The Eyes that Watched Bette Davis’s Eyes

Bette Davis in the 1938 film Jezebel (left) and the 1962 psychological horror-thriller Whatever Happened to Baby Jane?

 

 

I would not think that Bette Davis is remembered much today or much known among younger audiences. Perhaps I am wrong. I hope I am. Thirty-two years ago today, October 6, the famed actress died.

The first Davis movie I ever saw was Whatever Happened to Baby Jane? in about 1963 or 1964 when it was first telecast. I must have been eleven or twelve, and the film scared the heck out of me. I thought Davis was an atrocious person, this horrible hag, this menopausal monster, battering poor Joan Crawford. (At that age, I found it difficult to separate actors from the roles they played. Crawford was good and Davis was bad. I knew nothing of the professional rivalry between the two women as, at the point, I knew nothing about their careers.) There was something horrible about being old, and there was something particularly horrible about being an old woman. (A host of films from my boyhood, from The Leech Woman to The Woman Who Wouldn’t Die, showed women in old age as somehow being dehumanized by it.) Davis’s performance in Whatever Happened to Baby Jane? mesmerized me. And I watched it many times during my boy and teen years. I have, in fact, watched it more than any other Davis movie.

It was years before I saw another Bette Davis movie. I was a graduate student when I saw All About Eve and actually understood her power as an actress. The film stunned me; it is so well-written. Actors are willing to kill to get the lines of the characters in All About Eve. Davis certainly seemed to think she hit the motherlode here. Her acting in this film has such assurance and depth; her sexual power was at its height, even though she was over forty when she made the film.

Then I saw In This Our Life (with a great somber performance by Hattie McDaniel; the Black characters having greater dimension than is typical of a Hollywood film of this period) and saw another version of Davis as an actress, another kind of unattractive character, and then The Corn is Green and saw her in still another way as the dedicated teacher. Then, The Little Foxes, a southern gothic, (with a wonderful performance by Black actress Jessie Grayson) and discovered that Davis had a bit of métier playing scheming, independent women in southern gothics. Finally, I saw The Letter. What a movie! An instance where the orientalism is an astonishing effect! After watching The Man Who Came to Dinner I understood how rich her craft was. Those eyes, those lips!

She was a compelling actress who emerged in the age of Joan Crawford, Barbara Stanwyck, Rosalind Russell, Ann Sheridan, Miriam Hopkins, Olivia de Havilland, Eleanor Parker, Jane Wyman, and Loretta Young, among others, all top-notch craftspersons, tough competitive actresses.

I went back to Whatever Happened to Baby Jane? last year and realized not only how funny the film is, but the various parodies Davis was performing: the crazy old bitch, the has-been, the psychotic, the schemer, the actor-in-the-actress, the adult-as-screwed-up kid, the jealous bitch-goddess.
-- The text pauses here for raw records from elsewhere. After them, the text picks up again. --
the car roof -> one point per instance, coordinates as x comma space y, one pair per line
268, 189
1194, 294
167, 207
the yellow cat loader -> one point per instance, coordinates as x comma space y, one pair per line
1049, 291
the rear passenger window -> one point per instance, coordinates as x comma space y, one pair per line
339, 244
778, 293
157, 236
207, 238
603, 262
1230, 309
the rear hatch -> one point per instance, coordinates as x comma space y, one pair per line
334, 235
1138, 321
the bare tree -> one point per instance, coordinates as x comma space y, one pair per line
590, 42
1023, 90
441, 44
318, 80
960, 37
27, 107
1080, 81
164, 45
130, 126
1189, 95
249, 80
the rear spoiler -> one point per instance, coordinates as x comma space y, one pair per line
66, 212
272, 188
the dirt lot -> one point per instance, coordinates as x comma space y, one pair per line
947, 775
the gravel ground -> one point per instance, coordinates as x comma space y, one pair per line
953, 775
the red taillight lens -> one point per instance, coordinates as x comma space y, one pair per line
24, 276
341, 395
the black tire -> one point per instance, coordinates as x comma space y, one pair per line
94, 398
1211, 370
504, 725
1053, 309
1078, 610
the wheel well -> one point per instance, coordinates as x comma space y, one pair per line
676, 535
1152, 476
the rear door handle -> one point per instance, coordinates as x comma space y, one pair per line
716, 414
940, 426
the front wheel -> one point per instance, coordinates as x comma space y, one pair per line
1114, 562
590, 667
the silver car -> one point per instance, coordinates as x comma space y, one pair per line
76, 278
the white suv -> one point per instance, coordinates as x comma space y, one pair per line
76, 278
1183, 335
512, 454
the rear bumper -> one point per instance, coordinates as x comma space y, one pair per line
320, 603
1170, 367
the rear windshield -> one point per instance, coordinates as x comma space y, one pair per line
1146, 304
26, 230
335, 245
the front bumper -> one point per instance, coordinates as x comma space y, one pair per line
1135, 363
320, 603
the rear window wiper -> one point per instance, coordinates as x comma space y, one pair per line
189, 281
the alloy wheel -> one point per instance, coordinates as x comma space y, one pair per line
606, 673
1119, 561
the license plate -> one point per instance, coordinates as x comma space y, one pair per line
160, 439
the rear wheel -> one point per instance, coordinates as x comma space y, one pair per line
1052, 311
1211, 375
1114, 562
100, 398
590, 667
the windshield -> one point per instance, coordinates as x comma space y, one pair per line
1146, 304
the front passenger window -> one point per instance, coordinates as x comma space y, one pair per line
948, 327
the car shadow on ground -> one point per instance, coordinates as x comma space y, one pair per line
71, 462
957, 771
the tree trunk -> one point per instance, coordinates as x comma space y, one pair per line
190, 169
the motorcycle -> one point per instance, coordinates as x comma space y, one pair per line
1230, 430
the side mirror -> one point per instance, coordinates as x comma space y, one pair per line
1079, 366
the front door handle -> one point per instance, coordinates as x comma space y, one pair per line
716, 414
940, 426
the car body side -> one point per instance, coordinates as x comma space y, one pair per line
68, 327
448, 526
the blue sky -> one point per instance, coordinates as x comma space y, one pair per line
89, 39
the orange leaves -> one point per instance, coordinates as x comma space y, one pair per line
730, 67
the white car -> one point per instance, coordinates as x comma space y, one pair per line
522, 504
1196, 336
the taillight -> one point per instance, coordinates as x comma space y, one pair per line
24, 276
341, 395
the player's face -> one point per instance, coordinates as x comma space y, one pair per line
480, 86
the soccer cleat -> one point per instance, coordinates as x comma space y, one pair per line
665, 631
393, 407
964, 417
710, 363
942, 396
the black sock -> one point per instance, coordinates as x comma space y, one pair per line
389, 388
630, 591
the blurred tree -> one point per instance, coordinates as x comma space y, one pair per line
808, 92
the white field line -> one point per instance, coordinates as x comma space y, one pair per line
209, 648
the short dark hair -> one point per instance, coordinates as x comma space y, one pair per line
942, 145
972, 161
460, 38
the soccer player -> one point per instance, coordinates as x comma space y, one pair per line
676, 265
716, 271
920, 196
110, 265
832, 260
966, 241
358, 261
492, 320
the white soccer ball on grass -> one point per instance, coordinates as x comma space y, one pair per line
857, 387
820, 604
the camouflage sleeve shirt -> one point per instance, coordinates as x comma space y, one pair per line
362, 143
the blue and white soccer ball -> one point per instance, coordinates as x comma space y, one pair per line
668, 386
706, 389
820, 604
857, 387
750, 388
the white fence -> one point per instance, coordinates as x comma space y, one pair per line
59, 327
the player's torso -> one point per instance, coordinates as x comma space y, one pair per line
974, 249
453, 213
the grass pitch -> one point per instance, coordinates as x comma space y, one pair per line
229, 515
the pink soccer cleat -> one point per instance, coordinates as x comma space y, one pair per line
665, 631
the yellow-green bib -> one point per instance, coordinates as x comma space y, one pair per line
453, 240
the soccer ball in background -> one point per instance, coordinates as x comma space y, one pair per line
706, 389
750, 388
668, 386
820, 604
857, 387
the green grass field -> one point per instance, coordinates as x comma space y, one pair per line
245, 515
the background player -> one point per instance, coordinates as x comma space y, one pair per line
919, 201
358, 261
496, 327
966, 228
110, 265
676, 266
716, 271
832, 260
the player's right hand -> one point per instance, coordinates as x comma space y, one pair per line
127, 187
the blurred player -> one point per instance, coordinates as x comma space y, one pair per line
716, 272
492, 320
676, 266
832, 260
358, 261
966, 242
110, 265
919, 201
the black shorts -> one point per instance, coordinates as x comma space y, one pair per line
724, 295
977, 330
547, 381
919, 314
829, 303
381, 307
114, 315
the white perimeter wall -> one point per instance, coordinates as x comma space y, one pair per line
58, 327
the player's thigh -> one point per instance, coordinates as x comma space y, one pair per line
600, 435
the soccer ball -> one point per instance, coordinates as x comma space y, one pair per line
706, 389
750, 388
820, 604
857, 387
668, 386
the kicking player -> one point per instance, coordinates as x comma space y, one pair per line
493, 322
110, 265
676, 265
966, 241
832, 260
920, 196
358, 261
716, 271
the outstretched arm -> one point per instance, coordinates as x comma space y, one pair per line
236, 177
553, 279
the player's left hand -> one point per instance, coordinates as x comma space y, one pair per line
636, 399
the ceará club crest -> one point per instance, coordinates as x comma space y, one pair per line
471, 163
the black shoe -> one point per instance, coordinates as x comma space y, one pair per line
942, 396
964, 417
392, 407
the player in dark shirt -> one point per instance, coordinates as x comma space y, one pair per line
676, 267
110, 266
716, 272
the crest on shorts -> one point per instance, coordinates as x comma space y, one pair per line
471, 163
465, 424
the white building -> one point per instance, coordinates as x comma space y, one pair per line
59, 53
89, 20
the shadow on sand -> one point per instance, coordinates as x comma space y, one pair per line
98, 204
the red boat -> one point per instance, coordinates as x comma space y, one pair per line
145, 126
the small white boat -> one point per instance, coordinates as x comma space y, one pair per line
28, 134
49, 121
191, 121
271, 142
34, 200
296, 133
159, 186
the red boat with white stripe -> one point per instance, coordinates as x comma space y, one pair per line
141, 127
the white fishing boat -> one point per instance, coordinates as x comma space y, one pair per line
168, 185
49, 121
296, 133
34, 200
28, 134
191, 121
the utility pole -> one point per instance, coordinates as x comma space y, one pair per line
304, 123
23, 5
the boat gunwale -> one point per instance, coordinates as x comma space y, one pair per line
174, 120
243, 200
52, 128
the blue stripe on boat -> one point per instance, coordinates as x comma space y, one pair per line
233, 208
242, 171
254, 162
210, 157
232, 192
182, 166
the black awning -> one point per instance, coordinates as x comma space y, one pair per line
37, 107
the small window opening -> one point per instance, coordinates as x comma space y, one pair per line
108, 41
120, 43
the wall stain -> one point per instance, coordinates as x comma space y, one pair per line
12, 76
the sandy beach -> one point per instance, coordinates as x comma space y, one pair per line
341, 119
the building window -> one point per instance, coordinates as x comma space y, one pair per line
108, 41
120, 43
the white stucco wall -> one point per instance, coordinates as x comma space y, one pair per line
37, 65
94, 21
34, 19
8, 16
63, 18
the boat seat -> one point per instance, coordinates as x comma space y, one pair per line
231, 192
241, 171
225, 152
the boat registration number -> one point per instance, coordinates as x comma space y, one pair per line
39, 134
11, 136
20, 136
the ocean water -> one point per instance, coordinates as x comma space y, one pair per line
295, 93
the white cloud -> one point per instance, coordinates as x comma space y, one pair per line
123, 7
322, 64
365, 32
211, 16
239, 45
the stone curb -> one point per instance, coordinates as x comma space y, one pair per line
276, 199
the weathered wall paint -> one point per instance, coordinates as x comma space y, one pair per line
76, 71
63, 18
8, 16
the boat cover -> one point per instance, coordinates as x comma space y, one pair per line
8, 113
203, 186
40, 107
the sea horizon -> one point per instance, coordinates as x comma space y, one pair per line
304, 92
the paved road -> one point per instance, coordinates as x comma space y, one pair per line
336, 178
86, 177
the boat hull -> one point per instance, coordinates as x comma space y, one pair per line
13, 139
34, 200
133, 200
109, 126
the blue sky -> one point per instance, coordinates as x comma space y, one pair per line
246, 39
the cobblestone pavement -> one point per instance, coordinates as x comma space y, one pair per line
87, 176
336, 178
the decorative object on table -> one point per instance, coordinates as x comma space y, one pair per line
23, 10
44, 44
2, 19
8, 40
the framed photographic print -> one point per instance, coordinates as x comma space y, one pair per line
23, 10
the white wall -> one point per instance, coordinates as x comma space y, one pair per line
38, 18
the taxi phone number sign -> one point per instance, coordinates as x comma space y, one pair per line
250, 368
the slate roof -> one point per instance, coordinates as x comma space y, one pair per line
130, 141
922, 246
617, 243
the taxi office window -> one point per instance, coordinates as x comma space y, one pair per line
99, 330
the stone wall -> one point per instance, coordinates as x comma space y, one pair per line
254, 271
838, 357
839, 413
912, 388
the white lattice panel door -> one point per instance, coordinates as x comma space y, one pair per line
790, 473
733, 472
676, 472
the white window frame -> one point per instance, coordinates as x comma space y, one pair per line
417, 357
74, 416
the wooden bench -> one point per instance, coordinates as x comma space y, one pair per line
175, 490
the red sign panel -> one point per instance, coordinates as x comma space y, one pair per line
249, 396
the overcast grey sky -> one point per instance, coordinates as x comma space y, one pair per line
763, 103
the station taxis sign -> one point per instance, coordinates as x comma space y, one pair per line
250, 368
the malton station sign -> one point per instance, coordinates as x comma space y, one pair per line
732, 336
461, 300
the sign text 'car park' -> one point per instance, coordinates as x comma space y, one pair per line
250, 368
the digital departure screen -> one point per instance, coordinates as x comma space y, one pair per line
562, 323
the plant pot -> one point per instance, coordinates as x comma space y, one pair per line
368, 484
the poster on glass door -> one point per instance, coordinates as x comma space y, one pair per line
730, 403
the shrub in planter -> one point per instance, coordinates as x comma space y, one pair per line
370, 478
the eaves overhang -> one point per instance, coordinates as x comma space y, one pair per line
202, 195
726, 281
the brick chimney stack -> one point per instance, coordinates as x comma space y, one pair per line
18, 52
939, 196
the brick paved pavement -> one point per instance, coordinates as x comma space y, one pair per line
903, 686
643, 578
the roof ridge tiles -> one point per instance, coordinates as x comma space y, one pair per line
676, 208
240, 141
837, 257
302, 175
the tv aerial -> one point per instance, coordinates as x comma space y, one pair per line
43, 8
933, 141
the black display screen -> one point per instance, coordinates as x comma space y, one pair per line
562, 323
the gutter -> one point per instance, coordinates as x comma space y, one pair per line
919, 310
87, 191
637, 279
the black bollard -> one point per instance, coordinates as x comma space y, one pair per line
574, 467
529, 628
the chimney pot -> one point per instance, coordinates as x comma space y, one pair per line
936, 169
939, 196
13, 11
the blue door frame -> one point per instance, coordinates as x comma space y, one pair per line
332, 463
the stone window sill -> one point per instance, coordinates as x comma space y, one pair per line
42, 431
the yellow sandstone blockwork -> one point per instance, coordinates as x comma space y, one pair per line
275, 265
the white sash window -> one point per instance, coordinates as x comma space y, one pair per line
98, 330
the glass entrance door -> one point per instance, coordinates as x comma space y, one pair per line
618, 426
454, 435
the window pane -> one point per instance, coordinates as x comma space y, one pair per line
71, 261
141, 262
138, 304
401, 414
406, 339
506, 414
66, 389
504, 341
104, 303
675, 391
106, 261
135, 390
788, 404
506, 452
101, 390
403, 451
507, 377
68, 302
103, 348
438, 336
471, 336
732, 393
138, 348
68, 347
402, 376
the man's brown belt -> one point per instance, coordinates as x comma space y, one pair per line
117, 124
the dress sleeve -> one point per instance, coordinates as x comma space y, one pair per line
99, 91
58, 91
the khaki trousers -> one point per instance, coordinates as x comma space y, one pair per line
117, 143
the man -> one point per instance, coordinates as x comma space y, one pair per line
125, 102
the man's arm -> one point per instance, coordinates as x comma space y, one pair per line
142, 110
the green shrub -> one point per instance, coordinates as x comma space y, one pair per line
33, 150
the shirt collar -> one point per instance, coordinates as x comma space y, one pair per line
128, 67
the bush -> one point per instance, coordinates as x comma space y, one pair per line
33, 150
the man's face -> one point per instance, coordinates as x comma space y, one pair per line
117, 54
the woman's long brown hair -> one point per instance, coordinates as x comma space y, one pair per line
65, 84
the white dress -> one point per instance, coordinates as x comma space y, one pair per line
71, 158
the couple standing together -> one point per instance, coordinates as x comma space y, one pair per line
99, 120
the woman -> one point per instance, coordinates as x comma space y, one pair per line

It unfolded as I remember her in the other films I had seen. As Hank Williams sang, “Praise the Lord. I saw the light.” I finally understood what she was doing, why I liked the film so much as I was horrified by it as a kid. Davis was one of the great performers of our time, of the last century. Too bad most of the public probably does not remember.

Gerald Early

Gerald Early, editor of The Common Reader and a fellow of the American Academy of Arts and Sciences, is Merle Kling Professor of Modern Letters, professor of English and of African and African-American Studies, both in Arts & Sciences, at Washington University in St. Louis.